“I don’t look for anything now,” said Mr. Sprague. “There will be a time when they will come back. Old man Swayne is a fighter, and it will stand us well in hand to get rid of him entirely.”

The conversation was dropped there, and they ate breakfast in silence. Before it was fairly ended the five men on whom Mr. Sprague was depending to assist him stepped up on the porch and came into the house. They were all invited to sit down and take another breakfast, but all declined, having broken their fast several hours before.

“You see, Mrs. Sprague, we got an order from the Secretary of War, and we’ve got to be on hand,” said one of the men. “It would not do to go back on anything he tells us.”

“I don’t know what they put me in for that office for,” said Mr. Sprague. “I don’t see that I have got anything to do.”

“Well, wait until it comes to fighting, and then you will find plenty to do. Now if you are all ready we’ll go on,” said the man, forgetting that he was giving orders to his superior officer. “We can’t get rid of that Swayne family any too quick. They’re all the time boasting and bragging of what they intend to do, and now we will give them a chance.”

Leon found opportunity to kiss his mother good-bye, and when he went out on the porch, where Tom Howe was sitting and waiting for him, they fell in behind the men, who shouldered their rifles and marched at a brisk pace toward Mr. Swayne’s house. There was no attempt at military movement, for there was not one in the party who knew anything about it, but they went ahead just as if they were going hog-hunting in the woods. In due time they came to a cross-roads which led down to Swayne’s house, and here they stopped, for there was something that drew their attention and angered them not a little. Before they left Ellisville, on the day of the convention, Mr.

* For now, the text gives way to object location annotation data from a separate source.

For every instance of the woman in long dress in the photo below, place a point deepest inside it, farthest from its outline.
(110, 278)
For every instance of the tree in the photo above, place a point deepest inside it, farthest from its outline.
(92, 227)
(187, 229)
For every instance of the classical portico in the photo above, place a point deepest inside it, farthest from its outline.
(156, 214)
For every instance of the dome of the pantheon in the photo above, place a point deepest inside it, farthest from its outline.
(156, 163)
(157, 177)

Knight had given several copies of the resolutions to men living in different parts of the county, with the request that they should nail them up on trees (there was no printing-press in the county), in order to give those who were not there timely notice of what they had done. The man who served this notice performed his duty, for the tacks were in the tree plain enough, but it hadn’t been able to do much good. The notice had been torn down and the pieces scattered about on the ground.

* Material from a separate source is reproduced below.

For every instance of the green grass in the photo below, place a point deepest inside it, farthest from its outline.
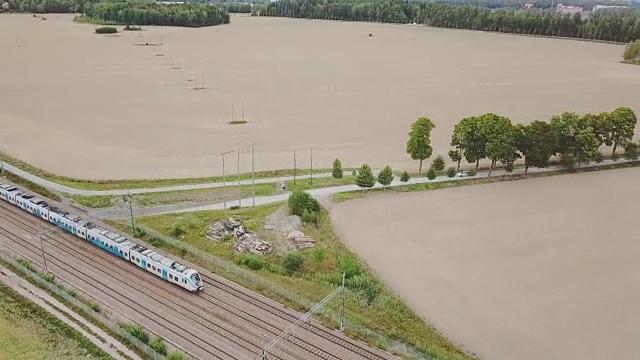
(28, 185)
(369, 303)
(30, 332)
(147, 183)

“Well, I do think in my soul!” began one of the men, “he wasn’t going to let anybody see it, was he?”

“Look here,” exclaimed Leon, who had grown wonderfully sharp sighted of late; “I know who did it. It was that miserable Carl Swayne. Do you not see his footprints here in the dust?”

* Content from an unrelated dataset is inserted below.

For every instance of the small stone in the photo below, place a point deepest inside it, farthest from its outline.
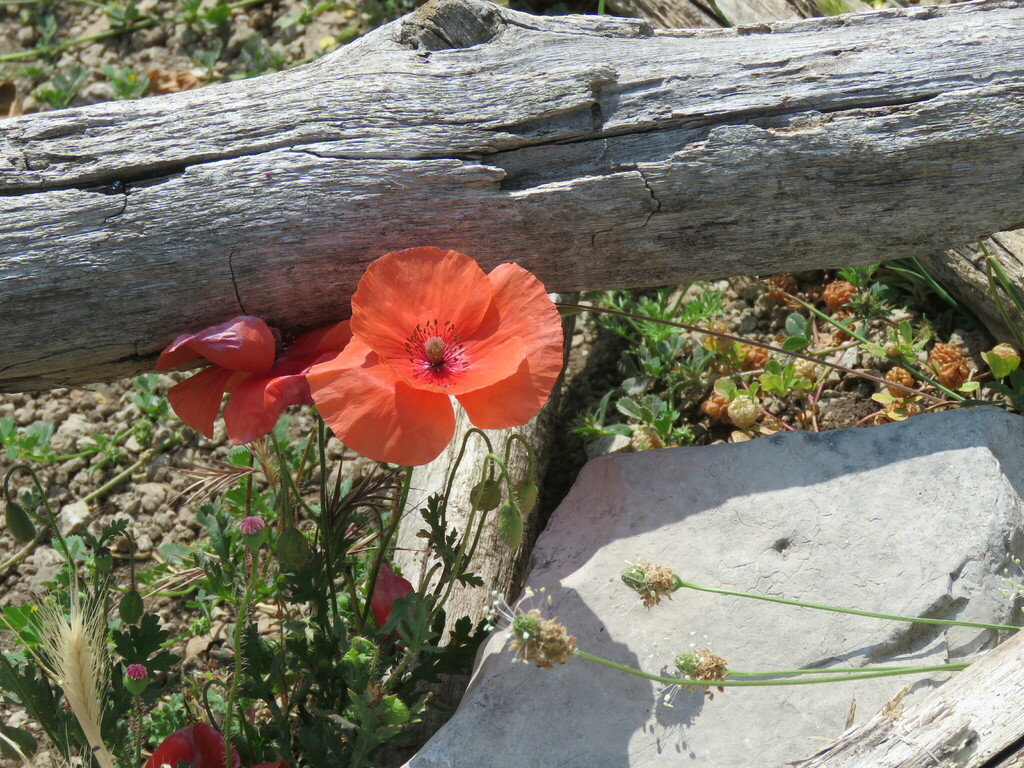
(74, 515)
(152, 496)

“That’s so. Now what shall we do with him? Sprague, you are Secretary of War, and you ought to be able to say what shall be done with him. Knight never thought yesterday, when he gave out those resolutions, that somebody would go to work and pull them down.”

Meanwhile Leon had been busy gathering up the torn fragments of the resolution that were scattered around. When he got them together he compared them and saw they were all there.